Vergebens suchte er nun die Schiffsoffiziere in ein Gespräch über die politische Lage in Amerika zu verwickeln. Sobald er davon anfing, verstummten die Anwesenden und gingen auf ein anderes Thema über. Empört bat er um Aufklärung über dies Verhalten. Wieder die Antwort: „Auf Befehl des Kommandanten.“ Da ging dem jungen Leutnant eine furchtbare Ahnung auf. Er wollte Gewißheit haben, ließ sich bei dem Kapitän melden und trug sein Anliegen vor.

„Sie haben selbst damals in Charleston geäußert, daß Sie am liebsten nie mehr etwas von Ihrem Vaterlande zu hören wünschten,“ erwiderte der Kommandant ernst. „Präsident Lincoln hat nun bestimmt, daß dieser Wunsch Ihnen wörtlich in Erfüllung gehen soll. Sie werden nie wieder etwas über Nordamerika erfahren. Und damit dies genau durchgeführt werden kann, sind besondere Befehle erlassen, wie Sie behandelt werden sollen.“

Bragg schloß sich nun tagelang in seiner Kabine ein. Als er wieder an Deck erschien, hatte er sämtliche Abzeichen von seiner Uniform abgetrennt. Mit keinem der Offiziere sprach er mehr ein Wort. Nie kam er an Land. Die Zeitungen, die er erhielt, wiesen überall Lücken auf – die Amerika betreffenden Artikel waren ausgeschnitten. Ebensowenig erhielt er jemals einen Brief ausgehändigt. Er lebte nach seinem Belieben an Bord und war doch ein Gefangener. Trat er in die Nähe eines Truppes von Matrosen, die sich über die Vorgänge in Nordamerika unterhielten, so verstummte das Gespräch, denn auch die Besatzung bis hinab zum Schiffsjungen war eingeweiht.

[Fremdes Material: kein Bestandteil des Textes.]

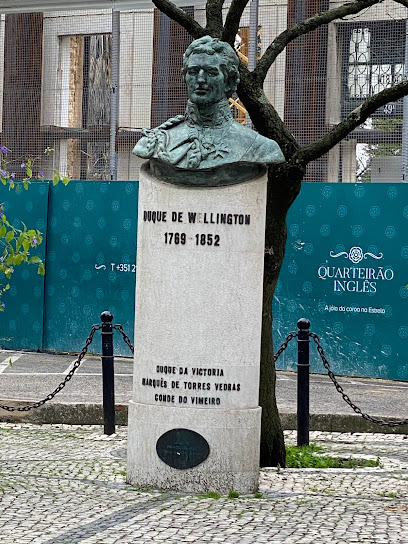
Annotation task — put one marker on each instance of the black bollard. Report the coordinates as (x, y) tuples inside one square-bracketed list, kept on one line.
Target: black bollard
[(303, 383), (108, 379)]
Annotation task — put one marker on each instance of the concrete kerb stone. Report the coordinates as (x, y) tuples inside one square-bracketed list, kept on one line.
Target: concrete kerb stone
[(92, 414)]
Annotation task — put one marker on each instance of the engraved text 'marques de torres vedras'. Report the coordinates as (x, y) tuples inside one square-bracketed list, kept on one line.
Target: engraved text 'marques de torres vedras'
[(206, 146)]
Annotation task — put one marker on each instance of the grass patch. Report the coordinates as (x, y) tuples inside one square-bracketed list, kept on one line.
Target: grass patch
[(306, 457)]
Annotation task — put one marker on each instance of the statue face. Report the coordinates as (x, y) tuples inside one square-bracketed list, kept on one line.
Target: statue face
[(205, 79)]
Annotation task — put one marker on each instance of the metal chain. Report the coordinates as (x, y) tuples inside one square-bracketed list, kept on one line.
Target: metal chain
[(346, 398), (62, 384), (289, 337), (125, 337)]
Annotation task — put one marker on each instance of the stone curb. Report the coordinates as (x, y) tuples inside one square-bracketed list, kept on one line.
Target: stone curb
[(92, 414)]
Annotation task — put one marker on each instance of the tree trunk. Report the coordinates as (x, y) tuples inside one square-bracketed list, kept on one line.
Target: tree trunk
[(283, 187)]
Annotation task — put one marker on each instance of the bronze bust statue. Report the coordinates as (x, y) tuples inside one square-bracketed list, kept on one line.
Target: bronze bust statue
[(206, 147)]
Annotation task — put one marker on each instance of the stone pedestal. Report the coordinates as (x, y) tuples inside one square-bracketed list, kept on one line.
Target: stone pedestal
[(194, 421)]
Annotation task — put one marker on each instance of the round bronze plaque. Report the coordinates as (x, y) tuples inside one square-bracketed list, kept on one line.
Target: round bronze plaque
[(182, 448)]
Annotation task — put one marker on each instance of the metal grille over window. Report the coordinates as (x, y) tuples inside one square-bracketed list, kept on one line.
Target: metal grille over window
[(77, 83)]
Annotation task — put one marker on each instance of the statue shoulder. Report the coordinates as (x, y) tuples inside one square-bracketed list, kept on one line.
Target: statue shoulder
[(264, 150), (153, 138)]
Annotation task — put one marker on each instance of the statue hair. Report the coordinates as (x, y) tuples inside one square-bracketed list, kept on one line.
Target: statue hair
[(229, 59)]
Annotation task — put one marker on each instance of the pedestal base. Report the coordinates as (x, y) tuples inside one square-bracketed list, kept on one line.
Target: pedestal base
[(233, 437)]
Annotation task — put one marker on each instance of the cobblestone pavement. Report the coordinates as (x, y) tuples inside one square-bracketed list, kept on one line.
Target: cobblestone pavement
[(66, 484)]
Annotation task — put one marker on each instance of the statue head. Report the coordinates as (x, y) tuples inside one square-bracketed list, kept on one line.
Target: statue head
[(210, 69)]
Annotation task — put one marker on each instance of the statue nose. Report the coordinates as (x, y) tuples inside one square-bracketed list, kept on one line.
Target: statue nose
[(201, 76)]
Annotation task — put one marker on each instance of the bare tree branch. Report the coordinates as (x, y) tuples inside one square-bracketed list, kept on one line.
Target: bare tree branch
[(232, 20), (290, 34), (313, 151), (213, 10), (181, 17)]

Inzwischen war in Nordamerika tatsächlich der Bürgerkrieg zwischen Nord und Süd ausgebrochen. Bragg wußte nichts davon. Für ihn existierte ja Amerika nicht mehr. Da lief am 2. April 1863 in den Hafen von Hongkong ein zweites amerikanisches Kriegschiff, die „Medusa“, ein. Wie Bragg hörte, sollte sie die „Karolina“ ablösen. Schon hoffte er, daß er nun mit der abgelösten Fregatte in die Heimat zurückkehren würde.

Empfohlene Zitierweise:
Walther Kabel: Der Mann, der nichts von seinem Vaterlande wissen durfte. In: Bibliothek der Unterhaltung und des Wissens, Jahrgang 1912, Bd. 10, S. 232–236. Union Deutsche Verlagsgesellschaft, Stuttgart, Berlin, Leipzig 1912, Seite 234. Digitale Volltext-Ausgabe bei Wikisource, URL: https://de.wikisource.org/w/index.php?title=Seite:Der_Mann,_der_nichts_von_seinem_Vaterlande_wissen_durfte.pdf/4&oldid=- (Version vom 31.7.2018)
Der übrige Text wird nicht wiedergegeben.